Social engineering over a computer allows us a little more flexibility (in methods, timing, targets, etc.). Instead of spending hours looking for a potential software vulnerability to exploit, like in the case of a “hacker”, a social engineer is more likely to pose as a support technician and trick an employee into giving them their login credentials.
- Bating: this involves leaving something for someone to find, relying on an individuals curiosity. For example, leaving a USB thumb drive (or two or three), that is loaded with malware of course, in a commercial parking lot, waiting for someone to see it and plug into their computer to see what’s on it, thus injecting malware into the computer/network. Bonus points for labeling the USB thumb drive with “Confidential” or “Bonuses”.
- Phishing: probably one of the most prevalent methods of obtaining information from an unwitting victim. All it requires is ending an email to a target, sometimes with a link to clink or an attachment to download, or simply questions to answer.
- Email hacking or contact spamming: how much more likely are you to read an email that is coming from someone you know? A lot, I’d assume. This is something we see coming from criminals who have gained access into an email account and then proceed to send out mass emails to the entire contacts list, hoping to then compromise additional accounts.

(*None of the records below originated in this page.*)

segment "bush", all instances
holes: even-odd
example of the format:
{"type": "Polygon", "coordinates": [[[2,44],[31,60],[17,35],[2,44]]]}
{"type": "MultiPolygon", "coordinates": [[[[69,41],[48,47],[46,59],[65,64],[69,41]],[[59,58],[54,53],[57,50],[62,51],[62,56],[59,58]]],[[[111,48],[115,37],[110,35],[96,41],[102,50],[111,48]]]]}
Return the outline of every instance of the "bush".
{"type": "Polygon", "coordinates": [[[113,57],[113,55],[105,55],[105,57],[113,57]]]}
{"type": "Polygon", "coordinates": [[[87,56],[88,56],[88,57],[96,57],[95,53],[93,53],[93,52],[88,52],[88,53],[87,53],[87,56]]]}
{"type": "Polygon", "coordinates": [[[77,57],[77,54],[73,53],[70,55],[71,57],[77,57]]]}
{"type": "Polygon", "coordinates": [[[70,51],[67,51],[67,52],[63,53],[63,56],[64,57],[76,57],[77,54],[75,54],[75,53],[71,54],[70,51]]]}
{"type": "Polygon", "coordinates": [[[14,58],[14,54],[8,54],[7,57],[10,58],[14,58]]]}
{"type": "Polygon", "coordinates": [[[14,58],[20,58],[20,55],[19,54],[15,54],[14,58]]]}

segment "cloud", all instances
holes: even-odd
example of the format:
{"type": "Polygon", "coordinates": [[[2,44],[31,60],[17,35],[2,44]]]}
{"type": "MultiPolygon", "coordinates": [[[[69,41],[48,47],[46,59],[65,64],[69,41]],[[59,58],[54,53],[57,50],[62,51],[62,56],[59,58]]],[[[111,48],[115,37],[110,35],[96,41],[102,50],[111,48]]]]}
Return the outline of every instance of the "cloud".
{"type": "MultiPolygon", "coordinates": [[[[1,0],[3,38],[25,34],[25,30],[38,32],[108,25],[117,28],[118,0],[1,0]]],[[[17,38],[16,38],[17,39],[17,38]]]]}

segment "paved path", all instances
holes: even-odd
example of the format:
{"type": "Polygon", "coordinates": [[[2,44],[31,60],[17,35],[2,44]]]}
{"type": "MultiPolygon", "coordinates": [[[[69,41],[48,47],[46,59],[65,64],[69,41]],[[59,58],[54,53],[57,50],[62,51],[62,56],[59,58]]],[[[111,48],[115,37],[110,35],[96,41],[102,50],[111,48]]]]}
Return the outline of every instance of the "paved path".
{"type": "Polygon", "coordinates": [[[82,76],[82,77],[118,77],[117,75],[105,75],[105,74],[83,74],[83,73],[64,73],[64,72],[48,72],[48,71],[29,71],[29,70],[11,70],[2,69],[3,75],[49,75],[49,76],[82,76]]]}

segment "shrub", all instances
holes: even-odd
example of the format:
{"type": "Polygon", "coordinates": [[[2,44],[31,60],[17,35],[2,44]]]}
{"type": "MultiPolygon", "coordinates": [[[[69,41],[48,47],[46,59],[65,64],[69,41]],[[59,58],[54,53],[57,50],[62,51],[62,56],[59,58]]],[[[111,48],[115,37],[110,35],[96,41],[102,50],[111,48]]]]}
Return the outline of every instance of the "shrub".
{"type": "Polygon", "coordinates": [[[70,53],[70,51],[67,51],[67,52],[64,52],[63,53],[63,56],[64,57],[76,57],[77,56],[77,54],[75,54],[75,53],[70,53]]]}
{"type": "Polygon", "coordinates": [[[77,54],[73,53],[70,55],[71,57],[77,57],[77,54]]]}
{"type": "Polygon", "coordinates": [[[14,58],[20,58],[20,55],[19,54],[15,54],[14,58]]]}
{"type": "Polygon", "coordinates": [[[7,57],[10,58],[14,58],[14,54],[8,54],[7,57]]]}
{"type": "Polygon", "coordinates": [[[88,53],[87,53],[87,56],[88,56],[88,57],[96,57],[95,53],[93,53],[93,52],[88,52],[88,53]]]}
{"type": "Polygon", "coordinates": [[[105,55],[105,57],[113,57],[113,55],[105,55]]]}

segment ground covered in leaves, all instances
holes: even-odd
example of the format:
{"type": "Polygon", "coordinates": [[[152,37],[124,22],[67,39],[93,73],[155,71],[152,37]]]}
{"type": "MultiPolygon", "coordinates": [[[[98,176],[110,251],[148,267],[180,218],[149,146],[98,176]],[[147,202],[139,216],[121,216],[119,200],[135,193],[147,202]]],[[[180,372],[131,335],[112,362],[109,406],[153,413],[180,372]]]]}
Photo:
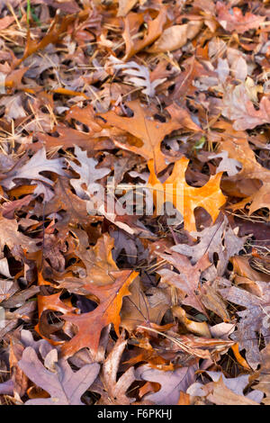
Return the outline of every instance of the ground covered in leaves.
{"type": "Polygon", "coordinates": [[[2,404],[270,403],[267,3],[0,0],[2,404]]]}

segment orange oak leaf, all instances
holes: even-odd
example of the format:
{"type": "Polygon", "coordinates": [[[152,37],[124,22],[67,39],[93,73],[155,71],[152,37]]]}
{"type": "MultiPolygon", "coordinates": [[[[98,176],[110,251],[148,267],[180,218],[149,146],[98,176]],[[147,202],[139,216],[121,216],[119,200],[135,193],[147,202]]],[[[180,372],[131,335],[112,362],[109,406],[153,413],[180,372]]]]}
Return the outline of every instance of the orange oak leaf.
{"type": "Polygon", "coordinates": [[[190,186],[184,178],[188,161],[185,158],[177,160],[171,176],[162,184],[155,173],[153,160],[149,160],[148,187],[153,191],[157,214],[162,212],[164,202],[170,202],[184,216],[184,229],[192,231],[196,230],[194,209],[205,209],[214,222],[220,207],[226,202],[226,197],[220,188],[222,173],[211,176],[208,183],[200,188],[190,186]]]}
{"type": "Polygon", "coordinates": [[[79,315],[67,314],[63,319],[77,327],[76,335],[62,346],[62,354],[70,356],[84,347],[97,351],[102,329],[113,323],[117,336],[121,323],[120,311],[122,297],[130,295],[129,285],[138,275],[137,272],[122,270],[112,272],[116,276],[115,282],[111,285],[93,286],[92,293],[99,298],[100,303],[96,309],[89,313],[79,315]]]}
{"type": "MultiPolygon", "coordinates": [[[[102,113],[100,116],[104,118],[109,125],[115,126],[130,133],[138,140],[141,140],[143,145],[134,145],[134,143],[132,145],[123,144],[115,140],[114,144],[121,148],[140,154],[147,160],[152,158],[155,163],[156,171],[162,171],[166,166],[166,164],[165,161],[166,156],[160,149],[160,144],[166,135],[168,135],[173,130],[183,128],[184,125],[177,120],[179,113],[172,108],[176,118],[162,123],[159,121],[153,120],[152,115],[148,112],[148,108],[143,106],[139,101],[129,102],[126,105],[133,111],[134,114],[130,118],[120,116],[112,110],[106,113],[102,113]]],[[[186,116],[184,118],[186,119],[186,116]]]]}

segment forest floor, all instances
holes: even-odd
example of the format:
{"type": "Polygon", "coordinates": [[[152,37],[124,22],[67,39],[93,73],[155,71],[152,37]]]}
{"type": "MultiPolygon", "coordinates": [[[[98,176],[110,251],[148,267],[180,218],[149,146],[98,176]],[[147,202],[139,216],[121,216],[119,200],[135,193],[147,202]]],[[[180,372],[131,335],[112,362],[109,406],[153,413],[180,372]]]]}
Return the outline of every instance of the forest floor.
{"type": "Polygon", "coordinates": [[[270,404],[269,32],[0,0],[2,404],[270,404]]]}

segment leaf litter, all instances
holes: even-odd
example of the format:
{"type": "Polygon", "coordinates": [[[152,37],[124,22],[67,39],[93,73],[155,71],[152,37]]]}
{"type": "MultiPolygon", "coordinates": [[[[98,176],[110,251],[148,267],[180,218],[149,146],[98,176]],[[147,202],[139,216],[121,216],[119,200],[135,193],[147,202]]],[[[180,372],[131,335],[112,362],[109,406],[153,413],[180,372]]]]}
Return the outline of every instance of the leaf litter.
{"type": "Polygon", "coordinates": [[[269,20],[0,2],[1,404],[270,403],[269,20]]]}

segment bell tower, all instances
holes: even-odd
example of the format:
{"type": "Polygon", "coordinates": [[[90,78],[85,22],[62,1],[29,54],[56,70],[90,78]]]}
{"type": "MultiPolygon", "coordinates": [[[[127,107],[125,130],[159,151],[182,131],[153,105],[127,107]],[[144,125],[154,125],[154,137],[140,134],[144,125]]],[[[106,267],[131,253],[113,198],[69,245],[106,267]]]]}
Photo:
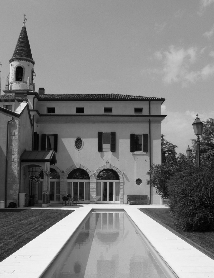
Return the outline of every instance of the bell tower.
{"type": "Polygon", "coordinates": [[[34,89],[33,67],[35,62],[33,60],[25,27],[27,20],[26,16],[24,15],[21,32],[13,56],[9,60],[10,74],[4,90],[5,93],[23,94],[34,89]]]}

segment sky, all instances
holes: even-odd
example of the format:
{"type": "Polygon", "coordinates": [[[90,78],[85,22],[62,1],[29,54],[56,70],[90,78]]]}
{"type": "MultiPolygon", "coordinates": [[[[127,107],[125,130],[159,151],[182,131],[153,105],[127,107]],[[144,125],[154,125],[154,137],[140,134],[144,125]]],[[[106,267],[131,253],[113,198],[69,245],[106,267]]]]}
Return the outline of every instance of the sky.
{"type": "Polygon", "coordinates": [[[46,94],[164,98],[165,139],[185,153],[214,118],[214,0],[1,0],[2,89],[23,25],[46,94]]]}

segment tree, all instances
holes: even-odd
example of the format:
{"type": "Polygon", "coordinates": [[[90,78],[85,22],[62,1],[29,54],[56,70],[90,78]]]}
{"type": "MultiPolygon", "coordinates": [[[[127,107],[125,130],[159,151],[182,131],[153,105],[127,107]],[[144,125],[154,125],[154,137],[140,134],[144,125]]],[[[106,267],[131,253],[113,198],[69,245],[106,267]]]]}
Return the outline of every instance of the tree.
{"type": "Polygon", "coordinates": [[[178,173],[181,172],[190,165],[195,163],[194,157],[189,157],[183,153],[177,157],[167,157],[164,163],[153,165],[147,174],[150,177],[148,185],[155,187],[155,193],[161,198],[168,198],[167,182],[178,173]]]}
{"type": "Polygon", "coordinates": [[[165,162],[167,158],[174,159],[177,155],[175,149],[178,146],[167,141],[165,138],[165,135],[161,135],[161,162],[162,163],[165,162]]]}
{"type": "MultiPolygon", "coordinates": [[[[213,156],[214,158],[214,119],[209,118],[203,122],[202,134],[200,136],[201,154],[202,156],[213,156]]],[[[196,155],[196,140],[194,139],[191,141],[192,143],[192,153],[196,155]]]]}

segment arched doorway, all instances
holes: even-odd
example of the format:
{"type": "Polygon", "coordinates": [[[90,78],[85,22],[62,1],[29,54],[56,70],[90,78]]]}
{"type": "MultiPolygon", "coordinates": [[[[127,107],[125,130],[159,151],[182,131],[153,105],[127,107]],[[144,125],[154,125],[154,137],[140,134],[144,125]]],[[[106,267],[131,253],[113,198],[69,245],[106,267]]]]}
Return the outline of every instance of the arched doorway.
{"type": "Polygon", "coordinates": [[[119,203],[120,186],[116,172],[111,169],[101,171],[97,177],[96,203],[119,203]]]}
{"type": "Polygon", "coordinates": [[[77,168],[70,172],[67,177],[67,193],[79,196],[80,203],[89,202],[90,177],[86,171],[77,168]]]}
{"type": "MultiPolygon", "coordinates": [[[[51,203],[59,203],[60,201],[60,176],[55,169],[50,169],[50,191],[51,192],[50,200],[51,203]]],[[[40,181],[38,185],[38,199],[39,202],[42,201],[43,187],[44,174],[42,171],[39,175],[40,181]]]]}

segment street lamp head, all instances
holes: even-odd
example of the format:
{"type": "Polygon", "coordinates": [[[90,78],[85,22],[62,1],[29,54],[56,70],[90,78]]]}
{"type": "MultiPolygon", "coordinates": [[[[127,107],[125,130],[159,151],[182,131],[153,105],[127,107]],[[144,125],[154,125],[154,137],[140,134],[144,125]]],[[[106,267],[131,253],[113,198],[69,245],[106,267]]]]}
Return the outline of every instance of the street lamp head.
{"type": "Polygon", "coordinates": [[[202,133],[202,128],[203,124],[200,120],[200,119],[198,116],[198,114],[196,115],[196,118],[192,125],[195,135],[200,135],[202,133]]]}
{"type": "Polygon", "coordinates": [[[188,157],[192,153],[192,150],[190,148],[188,145],[188,148],[186,150],[186,156],[188,157]]]}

- Watering-Hole: compromising a website by modifying its code to include malware. This can be done on the code of the site itself, or code from ads or plug-ins. Now, when a target accesses that site, the site will be laced with malware unbeknownst to the target.
- Cloned website: Just as it sounds, creating a replica, aka clone, of a website. It will appear to be a real website, but it will instead capture any data that is entered and either pass it along to the real website (while keeping a cope of it for the attacker), or by redirecting the user elsewhere. This is a great way for obtaining login credentials, and as easy as copying and saving the code and then using a tool such as Social Engineering Toolkit.
Social engineering is always malicious. Penetration Testers and Red Teamers use it all the time in their attempts to compromise a site or network. I’ve seen it used at bars, at the airport, or anywhere someone is just trying to get something for a discounted price. Negotiation is social engineering to an extent. Want to get someone’s number at a bar, use some of the tactics I mentioned above. But remember, it’s going to take practice to get it “right”, you want it to feel natural. And yes, the “bad guys” use it all the time, and we should be able to recognize when someone is trying to social engineer us.